For many, like Tracey O’Hara who works in the department’s ICT Infrastructure Division, it’s part of their family history. Tracey recently discovered that her great-grandfather served at Gallipoli and was part of the infamous dark dawn landing.
“I’ve been researching for about sixteen years, and I keep finding new things all the time,” Tracey said.
Finding out about her great-grandfather at the war memorial is what prompted Tracey to dig deeper into her family history.
“Before the war was over, my great-great-grandmother lost four of her six sons,” Tracey said.
“My great grandfather, Henry Charles Keid (known as Harry) was 30 years old when World War 1 began.
“At the time Harry and Ted were clearing trees for the timber industry in Far North Queensland.
“They were inseparable. They travelled, worked, enlisted, trained and eventually went to war together.”
Harry and Ted signed up for the Australian Imperial Force and were assigned to the 9th Battalion. Two of their younger brothers had already shipped out, while the remaining two Keid brothers, remained at home.
Harry and Ted trained in the sands beneath the pyramids until it was time to board ships once more.
“In 1915, Harry and Ted would finally see battle; however, it wasn’t the adventure they had planned,” Tracey said.
“At 4:30am the 9th, 10th and 11th Battalions, landed on the beach of the Gallipoli Peninsula.”
“In the early hours of morning, my great-grandfather received a gunshot wound to his left thigh and lay in the darkness waiting for help. Ted went unscathed on that day as far as I’ve been able to tell.
It was the beginning of a conflict that would go down in Australian and New Zealand history as one of the most infamous campaigns ever fought.
While Harry and Ted both saw the sun go down over Gallipoli on 25 April, sadly Ted lost his life after almost three years at war in 1917. This was the fourth death of the six brothers. Bill died at Gallipoli in June 1915, then Leonard and Walter were killed on the same day in the battle of Mouque Farm, France September 1916.

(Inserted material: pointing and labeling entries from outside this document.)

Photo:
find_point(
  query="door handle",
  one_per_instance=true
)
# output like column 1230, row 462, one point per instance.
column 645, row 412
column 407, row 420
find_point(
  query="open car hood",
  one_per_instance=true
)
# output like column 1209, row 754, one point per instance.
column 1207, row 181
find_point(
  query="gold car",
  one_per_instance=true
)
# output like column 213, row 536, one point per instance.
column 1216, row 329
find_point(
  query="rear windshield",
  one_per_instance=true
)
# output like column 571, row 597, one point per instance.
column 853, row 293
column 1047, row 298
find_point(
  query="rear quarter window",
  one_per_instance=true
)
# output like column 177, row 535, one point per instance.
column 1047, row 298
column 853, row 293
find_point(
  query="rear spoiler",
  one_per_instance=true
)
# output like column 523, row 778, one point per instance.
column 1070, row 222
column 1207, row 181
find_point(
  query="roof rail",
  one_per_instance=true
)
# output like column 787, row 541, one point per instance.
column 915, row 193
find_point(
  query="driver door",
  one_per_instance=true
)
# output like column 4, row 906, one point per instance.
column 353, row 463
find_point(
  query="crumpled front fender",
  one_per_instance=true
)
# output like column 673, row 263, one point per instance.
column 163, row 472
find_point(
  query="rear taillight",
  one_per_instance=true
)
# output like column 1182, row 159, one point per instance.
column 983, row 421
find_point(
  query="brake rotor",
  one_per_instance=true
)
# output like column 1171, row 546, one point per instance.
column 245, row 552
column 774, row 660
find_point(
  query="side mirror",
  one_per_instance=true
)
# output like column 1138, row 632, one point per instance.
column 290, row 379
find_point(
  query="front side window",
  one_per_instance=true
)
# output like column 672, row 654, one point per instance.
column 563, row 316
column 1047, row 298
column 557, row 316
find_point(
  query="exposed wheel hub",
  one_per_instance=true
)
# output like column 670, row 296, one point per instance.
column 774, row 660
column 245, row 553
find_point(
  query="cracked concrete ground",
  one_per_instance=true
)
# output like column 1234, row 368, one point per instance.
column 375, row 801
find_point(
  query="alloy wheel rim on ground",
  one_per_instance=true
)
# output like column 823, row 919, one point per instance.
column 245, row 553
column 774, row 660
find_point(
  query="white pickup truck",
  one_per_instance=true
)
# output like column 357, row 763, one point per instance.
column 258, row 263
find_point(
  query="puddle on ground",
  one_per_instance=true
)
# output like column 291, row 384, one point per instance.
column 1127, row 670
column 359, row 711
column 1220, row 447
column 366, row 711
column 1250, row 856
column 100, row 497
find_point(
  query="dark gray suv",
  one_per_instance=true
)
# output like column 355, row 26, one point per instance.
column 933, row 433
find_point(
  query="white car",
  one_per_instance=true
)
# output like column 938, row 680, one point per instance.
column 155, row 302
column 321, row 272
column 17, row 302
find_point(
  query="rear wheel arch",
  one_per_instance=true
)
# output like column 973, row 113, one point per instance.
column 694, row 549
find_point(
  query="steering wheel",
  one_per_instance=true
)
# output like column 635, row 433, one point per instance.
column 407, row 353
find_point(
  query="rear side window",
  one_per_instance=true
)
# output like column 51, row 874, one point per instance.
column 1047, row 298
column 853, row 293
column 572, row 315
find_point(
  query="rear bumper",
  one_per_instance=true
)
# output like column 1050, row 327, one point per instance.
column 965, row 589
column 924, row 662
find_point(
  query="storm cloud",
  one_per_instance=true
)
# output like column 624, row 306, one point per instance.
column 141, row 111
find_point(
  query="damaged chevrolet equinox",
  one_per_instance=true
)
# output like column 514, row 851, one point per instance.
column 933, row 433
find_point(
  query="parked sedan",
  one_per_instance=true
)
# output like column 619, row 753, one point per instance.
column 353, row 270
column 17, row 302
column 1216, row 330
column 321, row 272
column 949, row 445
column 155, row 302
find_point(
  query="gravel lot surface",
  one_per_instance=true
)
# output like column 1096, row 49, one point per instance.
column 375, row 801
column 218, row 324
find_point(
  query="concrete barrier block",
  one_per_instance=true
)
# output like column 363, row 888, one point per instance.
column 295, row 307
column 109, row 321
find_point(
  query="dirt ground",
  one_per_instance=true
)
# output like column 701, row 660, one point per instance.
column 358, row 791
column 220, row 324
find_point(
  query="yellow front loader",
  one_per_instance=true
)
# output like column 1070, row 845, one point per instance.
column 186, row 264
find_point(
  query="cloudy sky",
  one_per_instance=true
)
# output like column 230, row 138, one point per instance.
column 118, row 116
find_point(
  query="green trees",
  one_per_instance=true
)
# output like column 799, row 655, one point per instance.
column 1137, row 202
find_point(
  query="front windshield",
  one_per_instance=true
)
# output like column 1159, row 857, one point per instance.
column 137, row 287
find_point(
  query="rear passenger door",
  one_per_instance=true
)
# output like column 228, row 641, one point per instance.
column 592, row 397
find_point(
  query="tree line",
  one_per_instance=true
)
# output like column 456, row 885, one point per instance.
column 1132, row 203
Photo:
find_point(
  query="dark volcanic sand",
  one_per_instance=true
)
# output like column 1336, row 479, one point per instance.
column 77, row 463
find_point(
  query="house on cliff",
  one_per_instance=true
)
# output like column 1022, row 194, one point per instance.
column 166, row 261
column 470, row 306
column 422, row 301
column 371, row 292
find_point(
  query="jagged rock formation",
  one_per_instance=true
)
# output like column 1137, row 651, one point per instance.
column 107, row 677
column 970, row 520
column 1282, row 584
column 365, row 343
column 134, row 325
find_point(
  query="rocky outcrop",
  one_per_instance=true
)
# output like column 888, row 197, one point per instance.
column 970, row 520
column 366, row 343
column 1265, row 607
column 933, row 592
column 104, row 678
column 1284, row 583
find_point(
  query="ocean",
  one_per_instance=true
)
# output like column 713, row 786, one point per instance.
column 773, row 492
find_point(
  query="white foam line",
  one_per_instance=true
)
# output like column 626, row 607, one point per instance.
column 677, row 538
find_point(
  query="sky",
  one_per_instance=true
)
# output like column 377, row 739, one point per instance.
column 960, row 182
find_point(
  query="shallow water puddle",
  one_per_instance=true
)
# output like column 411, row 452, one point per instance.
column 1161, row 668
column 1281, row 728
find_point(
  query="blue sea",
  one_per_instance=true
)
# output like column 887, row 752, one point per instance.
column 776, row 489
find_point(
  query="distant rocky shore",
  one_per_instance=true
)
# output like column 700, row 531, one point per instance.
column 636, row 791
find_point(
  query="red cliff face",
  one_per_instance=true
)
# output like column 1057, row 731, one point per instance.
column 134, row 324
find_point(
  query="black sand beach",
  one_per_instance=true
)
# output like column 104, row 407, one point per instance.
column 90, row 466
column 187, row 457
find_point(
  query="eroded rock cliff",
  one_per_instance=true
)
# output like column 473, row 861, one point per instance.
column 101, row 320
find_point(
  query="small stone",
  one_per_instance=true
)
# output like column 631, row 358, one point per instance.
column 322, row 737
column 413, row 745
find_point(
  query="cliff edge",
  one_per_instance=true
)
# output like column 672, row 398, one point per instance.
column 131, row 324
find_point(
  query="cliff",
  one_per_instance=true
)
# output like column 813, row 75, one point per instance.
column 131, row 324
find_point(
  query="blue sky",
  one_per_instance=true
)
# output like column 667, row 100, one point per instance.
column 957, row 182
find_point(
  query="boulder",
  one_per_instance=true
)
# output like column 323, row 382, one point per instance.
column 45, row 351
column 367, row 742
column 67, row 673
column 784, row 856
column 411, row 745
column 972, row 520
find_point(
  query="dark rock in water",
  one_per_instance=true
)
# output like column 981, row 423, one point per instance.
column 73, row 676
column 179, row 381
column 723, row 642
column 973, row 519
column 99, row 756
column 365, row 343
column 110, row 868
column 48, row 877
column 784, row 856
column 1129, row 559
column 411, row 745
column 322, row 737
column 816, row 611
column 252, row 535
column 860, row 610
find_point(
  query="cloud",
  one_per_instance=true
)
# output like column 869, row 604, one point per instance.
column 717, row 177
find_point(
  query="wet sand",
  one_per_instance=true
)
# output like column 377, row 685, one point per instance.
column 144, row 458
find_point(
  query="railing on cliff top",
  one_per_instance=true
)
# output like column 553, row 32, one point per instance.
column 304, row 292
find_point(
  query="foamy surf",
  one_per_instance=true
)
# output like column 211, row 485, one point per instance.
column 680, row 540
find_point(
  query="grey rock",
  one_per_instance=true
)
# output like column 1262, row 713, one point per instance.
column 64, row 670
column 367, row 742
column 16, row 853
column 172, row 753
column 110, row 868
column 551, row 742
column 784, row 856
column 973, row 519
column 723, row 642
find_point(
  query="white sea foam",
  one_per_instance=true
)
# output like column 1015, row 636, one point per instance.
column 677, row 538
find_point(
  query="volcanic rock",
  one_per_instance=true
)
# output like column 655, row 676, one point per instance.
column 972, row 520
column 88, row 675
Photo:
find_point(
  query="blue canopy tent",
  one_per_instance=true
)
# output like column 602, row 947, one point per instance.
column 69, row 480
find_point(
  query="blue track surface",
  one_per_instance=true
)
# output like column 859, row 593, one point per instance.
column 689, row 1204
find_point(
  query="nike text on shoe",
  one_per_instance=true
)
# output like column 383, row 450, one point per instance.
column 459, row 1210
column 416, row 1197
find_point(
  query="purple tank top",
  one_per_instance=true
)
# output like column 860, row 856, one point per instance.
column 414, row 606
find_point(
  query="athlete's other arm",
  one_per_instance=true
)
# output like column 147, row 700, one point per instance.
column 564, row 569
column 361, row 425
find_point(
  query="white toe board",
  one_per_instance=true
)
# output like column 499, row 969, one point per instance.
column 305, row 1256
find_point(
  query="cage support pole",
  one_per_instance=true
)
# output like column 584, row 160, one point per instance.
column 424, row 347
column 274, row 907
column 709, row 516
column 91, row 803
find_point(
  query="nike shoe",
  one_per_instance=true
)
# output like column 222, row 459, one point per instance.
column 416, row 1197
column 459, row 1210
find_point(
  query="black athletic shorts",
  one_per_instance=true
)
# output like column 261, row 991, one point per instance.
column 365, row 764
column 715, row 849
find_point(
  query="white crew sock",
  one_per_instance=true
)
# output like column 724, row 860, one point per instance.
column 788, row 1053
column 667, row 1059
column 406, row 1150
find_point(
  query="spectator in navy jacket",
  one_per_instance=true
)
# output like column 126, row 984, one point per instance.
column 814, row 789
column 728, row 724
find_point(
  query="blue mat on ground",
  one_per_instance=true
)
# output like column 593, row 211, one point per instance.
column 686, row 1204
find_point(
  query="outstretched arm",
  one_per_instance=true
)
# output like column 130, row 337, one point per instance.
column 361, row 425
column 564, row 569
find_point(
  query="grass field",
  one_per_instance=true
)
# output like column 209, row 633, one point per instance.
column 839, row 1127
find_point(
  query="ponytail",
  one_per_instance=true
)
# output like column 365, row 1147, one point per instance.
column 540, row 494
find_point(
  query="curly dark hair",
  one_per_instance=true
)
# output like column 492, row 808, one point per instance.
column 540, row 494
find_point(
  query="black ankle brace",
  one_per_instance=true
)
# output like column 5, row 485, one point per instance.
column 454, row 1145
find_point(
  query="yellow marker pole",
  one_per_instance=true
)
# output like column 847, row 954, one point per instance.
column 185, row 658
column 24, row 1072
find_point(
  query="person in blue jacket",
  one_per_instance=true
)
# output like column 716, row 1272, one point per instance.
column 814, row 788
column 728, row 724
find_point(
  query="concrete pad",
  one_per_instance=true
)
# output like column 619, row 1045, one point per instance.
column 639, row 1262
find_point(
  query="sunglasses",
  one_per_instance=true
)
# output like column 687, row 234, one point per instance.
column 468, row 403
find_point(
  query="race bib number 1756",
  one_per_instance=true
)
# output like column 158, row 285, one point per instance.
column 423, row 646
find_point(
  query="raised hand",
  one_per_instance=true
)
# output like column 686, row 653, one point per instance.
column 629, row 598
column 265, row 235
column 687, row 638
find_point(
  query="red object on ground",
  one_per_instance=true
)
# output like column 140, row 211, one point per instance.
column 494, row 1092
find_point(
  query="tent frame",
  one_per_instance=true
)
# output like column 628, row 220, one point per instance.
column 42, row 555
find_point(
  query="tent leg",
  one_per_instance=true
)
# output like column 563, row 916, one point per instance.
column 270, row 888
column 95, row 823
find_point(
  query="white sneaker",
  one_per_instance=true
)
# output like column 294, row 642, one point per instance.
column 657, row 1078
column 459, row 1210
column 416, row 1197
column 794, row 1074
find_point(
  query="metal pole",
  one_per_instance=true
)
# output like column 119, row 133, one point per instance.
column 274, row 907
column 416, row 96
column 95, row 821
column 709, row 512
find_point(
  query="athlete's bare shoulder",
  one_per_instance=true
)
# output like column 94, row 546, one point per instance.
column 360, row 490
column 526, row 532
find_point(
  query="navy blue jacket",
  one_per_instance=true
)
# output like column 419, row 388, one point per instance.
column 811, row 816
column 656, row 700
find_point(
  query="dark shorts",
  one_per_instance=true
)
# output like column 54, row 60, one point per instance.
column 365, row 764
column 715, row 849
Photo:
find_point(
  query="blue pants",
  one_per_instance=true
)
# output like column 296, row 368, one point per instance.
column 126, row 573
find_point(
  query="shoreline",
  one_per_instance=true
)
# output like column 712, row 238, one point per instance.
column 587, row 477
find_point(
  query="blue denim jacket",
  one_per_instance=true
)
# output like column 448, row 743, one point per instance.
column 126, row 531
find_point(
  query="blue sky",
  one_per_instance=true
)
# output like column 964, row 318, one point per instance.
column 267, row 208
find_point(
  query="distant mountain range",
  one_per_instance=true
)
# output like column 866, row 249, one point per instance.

Harry met his wife Laura while recovering in England from his wounds. A petition raised in the Queensland parliament requested he be returned to his family. He was discharged and returned home in early 1918 with his English bride. Harry never got over the loss of his four brothers and displayed the common traits of post-traumatic stress disorder and survivor’s guilt.
Tracey is now writing a fiction novel and owes her love of writing to the discovery of her family history.
“Finding out about my family history is what inspired me to write novels and my latest book will focus on World War 1,” Tracey said.